Power BI Practice: Extracting Date and Time Components from Text Data in Power BI
Mohamad's interest is in Programming (Mobile, Web, Database and Machine Learning). He is studying at the Center For Artificial Intelligence Technology (CAIT), Universiti Kebangsaan Malaysia (UKM).
Scenario:
Given meta data:
column_name, data_example, valid_profile
IoT GUID, 48196321-3809-EC11-883D-0022489A2..., 100%
IoT DateTime, 21/05/2022 18:59:25, 100%
IoT ID, 10000010000, 100%
The IoT GUID and IoT ID columns are unique to each row in query. You need to analyze IoT events by the hour and day of the year. The solution must improve dataset performance.
Solution: You split the loT DateTime column into a column named Date and a column named Time. Does this meet the goal?
No, splitting the IoT DateTime column into separate Date and Time columns alone does not fully meet the goal of improving dataset performance. While it helps in analyzing events by hour and day, additional steps like indexing, aggregation, and partitioning are needed to significantly enhance performance.
Step-by-step guide
Step 1: Split the IoT DateTime Column
1. Open Power Query Editor:
• In Power BI Desktop, go to the "Home" tab and click on "Transform data" to open the Power Query Editor.
2. Split the DateTime Column:
• Select the IoT DateTime column.
• Go to the "Transform" tab, click on "Split Column," and choose "By Delimiter."
• Split by space to separate the date and time into two columns.
• Rename the new columns to "Date" and "Time."
Step 2: Create Indexes
1. Index the Date Column:
• In the Power Query Editor, select the "Date" column.
• Go to the "Add Column" tab, click on "Index Column," and choose "From 1."
Index the Time Column:
• Repeat the same steps for the "Time" column.
Step 3: Aggregate Data
1. Group by Date and Hour:
• In the Power Query Editor, select the "Date" column.
• Go to the "Transform" tab, click on "Group By."
• Add a new grouping for the "Time" column, but extract only the hour part.
• Choose the aggregation method (e.g., count, sum) for the IoT events.
Step 4: Partition the Dataset
1. Partition by Date:
• In the Power Query Editor, create a new column that extracts the year and month from the "Date" column.
• Use this new column to partition your dataset.
Step 5: Optimize Data Types
1. Set Appropriate Data Types:
• Ensure the "Date" column is set to the Date data type.

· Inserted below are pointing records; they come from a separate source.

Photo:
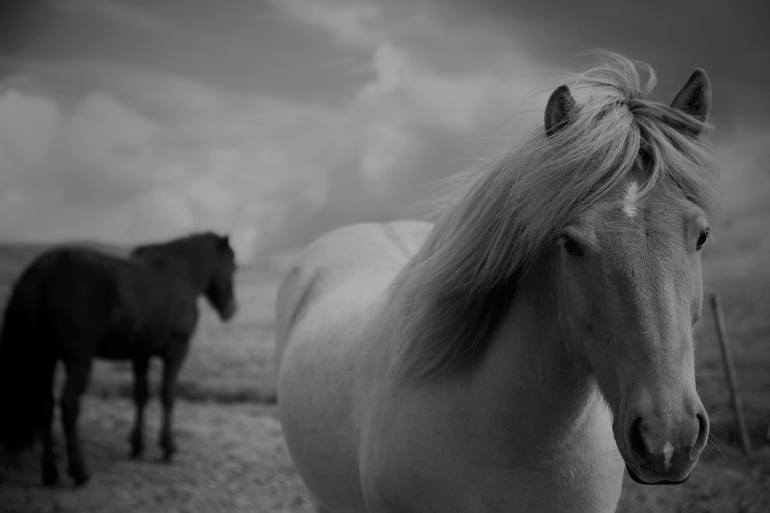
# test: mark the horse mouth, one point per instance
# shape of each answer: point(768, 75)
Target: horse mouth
point(637, 479)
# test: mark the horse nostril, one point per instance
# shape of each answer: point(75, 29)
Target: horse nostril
point(635, 439)
point(703, 431)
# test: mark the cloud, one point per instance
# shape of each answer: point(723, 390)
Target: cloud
point(272, 121)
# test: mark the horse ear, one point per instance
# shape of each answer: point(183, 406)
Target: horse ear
point(558, 111)
point(694, 98)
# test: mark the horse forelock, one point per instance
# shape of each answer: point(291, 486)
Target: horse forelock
point(506, 215)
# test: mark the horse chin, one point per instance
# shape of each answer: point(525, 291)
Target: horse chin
point(637, 479)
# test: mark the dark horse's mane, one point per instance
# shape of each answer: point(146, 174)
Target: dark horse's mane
point(181, 245)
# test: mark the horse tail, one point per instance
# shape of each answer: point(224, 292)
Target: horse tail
point(27, 367)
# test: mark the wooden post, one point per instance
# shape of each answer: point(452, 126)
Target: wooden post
point(727, 359)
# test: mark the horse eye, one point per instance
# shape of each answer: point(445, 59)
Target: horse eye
point(572, 247)
point(702, 240)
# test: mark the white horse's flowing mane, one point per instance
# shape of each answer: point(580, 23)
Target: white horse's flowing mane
point(506, 215)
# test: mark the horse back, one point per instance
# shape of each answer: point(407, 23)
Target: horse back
point(85, 301)
point(344, 257)
point(327, 308)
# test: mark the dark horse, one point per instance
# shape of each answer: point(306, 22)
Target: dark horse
point(74, 304)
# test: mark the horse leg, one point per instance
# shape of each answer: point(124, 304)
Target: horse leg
point(171, 365)
point(77, 379)
point(48, 458)
point(141, 393)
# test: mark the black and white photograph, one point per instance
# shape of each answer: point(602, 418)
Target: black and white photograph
point(384, 256)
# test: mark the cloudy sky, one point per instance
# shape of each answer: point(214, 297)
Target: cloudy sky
point(134, 120)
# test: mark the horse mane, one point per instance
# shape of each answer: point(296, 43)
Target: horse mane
point(175, 247)
point(446, 302)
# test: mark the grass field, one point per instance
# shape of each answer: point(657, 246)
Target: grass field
point(232, 457)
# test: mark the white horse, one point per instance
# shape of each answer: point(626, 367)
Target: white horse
point(515, 355)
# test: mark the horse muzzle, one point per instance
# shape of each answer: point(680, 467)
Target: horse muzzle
point(664, 450)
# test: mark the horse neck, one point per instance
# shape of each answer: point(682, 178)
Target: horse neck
point(189, 266)
point(532, 374)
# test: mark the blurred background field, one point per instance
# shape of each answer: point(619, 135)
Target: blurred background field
point(233, 458)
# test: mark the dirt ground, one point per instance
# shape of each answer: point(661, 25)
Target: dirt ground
point(232, 457)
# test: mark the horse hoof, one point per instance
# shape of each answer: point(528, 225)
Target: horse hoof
point(50, 478)
point(81, 480)
point(80, 477)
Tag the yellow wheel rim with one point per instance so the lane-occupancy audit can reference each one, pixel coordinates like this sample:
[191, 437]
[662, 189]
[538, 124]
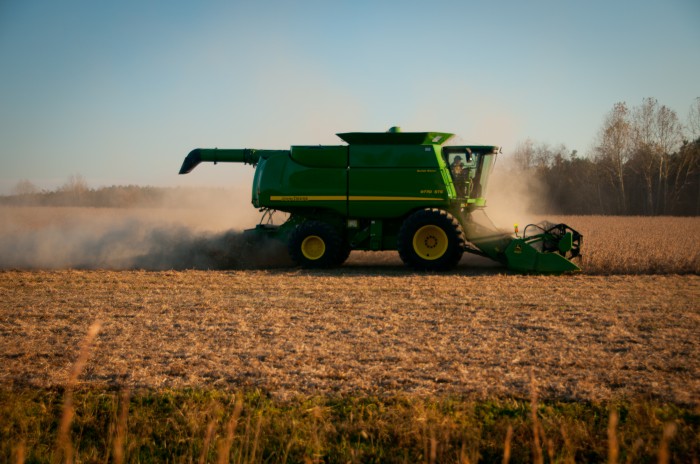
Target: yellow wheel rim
[313, 247]
[430, 242]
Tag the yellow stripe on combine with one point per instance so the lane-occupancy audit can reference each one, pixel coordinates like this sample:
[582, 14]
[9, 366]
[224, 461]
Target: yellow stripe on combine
[361, 198]
[343, 198]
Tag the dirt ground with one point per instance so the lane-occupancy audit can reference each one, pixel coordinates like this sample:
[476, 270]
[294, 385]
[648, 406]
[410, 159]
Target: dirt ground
[358, 330]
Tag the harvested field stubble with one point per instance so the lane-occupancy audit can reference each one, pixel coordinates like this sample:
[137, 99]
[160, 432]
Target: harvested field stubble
[352, 331]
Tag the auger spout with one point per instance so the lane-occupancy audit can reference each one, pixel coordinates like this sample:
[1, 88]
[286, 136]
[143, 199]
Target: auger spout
[221, 155]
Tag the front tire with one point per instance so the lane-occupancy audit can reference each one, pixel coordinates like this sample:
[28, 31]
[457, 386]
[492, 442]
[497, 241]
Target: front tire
[431, 240]
[314, 245]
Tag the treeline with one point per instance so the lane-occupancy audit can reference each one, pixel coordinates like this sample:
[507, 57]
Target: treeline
[644, 162]
[75, 192]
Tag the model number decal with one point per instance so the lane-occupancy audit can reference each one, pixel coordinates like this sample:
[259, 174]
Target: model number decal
[436, 192]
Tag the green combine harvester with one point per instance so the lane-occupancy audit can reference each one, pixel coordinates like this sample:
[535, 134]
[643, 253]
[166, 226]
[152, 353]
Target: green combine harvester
[394, 190]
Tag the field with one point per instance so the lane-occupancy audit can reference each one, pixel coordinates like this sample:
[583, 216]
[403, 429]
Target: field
[365, 359]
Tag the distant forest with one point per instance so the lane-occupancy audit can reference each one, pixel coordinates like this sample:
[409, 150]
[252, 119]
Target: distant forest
[75, 192]
[645, 161]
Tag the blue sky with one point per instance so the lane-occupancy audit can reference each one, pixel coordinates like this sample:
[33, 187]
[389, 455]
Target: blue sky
[119, 92]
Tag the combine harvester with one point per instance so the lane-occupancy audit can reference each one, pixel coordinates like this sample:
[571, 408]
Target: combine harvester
[394, 190]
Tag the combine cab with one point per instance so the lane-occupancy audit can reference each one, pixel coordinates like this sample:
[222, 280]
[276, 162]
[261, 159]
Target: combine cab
[393, 190]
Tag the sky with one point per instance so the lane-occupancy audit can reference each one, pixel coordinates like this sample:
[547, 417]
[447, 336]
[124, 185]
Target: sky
[119, 92]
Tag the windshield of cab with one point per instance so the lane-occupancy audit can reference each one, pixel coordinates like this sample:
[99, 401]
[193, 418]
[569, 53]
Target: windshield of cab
[462, 164]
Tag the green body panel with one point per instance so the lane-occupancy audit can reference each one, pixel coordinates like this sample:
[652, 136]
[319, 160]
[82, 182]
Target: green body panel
[395, 138]
[321, 156]
[366, 190]
[281, 183]
[522, 257]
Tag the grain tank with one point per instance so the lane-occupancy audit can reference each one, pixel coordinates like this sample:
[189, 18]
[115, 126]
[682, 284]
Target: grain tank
[404, 191]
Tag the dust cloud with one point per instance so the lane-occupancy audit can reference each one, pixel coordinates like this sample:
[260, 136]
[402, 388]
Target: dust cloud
[160, 238]
[513, 197]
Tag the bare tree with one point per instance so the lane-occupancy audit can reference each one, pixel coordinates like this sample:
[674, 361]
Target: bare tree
[613, 150]
[75, 189]
[694, 120]
[24, 187]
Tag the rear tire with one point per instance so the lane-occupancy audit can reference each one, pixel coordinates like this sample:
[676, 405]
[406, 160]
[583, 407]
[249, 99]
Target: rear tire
[314, 245]
[431, 240]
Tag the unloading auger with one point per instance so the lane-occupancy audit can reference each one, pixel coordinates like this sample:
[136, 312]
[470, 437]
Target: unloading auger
[394, 190]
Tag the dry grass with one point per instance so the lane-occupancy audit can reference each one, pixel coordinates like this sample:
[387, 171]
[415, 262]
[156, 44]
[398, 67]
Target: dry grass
[354, 331]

• Ensure the "Time" column is set to the Time data type.
Step 6: Apply and Test Changes
1. Apply Changes:
• Click on "Close & Apply" in the Power Query Editor to apply the changes.
2. Refresh Data:
• Refresh your data to ensure all changes are correctly implemented.
3. Verify Results:
• Check your reports and data models to ensure everything is working as expected.
By following these steps, you can efficiently analyze IoT events by the hour and day of the year while improving dataset performance.
Sample data
| IoT GUID | IoT DateTime | IoT ID |
| 48196321-3809-EC11-883D-0022489A2... | 21/05/2022 18:59:25 | 10000010000 |
| 48196321-3809-EC11-883D-0022489A2... | 22/05/2022 12:45:10 | 10000010001 |
| 48196321-3809-EC11-883D-0022489A2... | 23/05/2022 08:30:45 | 10000010002 |
| 48196321-3809-EC11-883D-0022489A2... | 24/05/2022 14:15:30 | 10000010003 |
| 48196321-3809-EC11-883D-0022489A2... | 25/05/2022 20:05:55 | 10000010004 |
| 48196321-3809-EC11-883D-0022489A2... | 21/05/2022 18:59:25 | 10000010005 |
| 48196321-3809-EC11-883D-0022489A2... | 22/05/2022 12:45:10 | 10000010006 |
| 48196321-3809-EC11-883D-0022489A2... | 23/05/2022 08:30:45 | 10000010007 |
| 48196321-3809-EC11-883D-0022489A2... | 24/05/2022 14:15:30 | 10000010008 |
| 48196321-3809-EC11-883D-0022489A2… | 25/05/2022 20:05:55 | 10000010009 |
You can use this table to practice splitting the IoT DateTime column into separate Date and Time columns, creating indexes, aggregating data, and partitioning the dataset.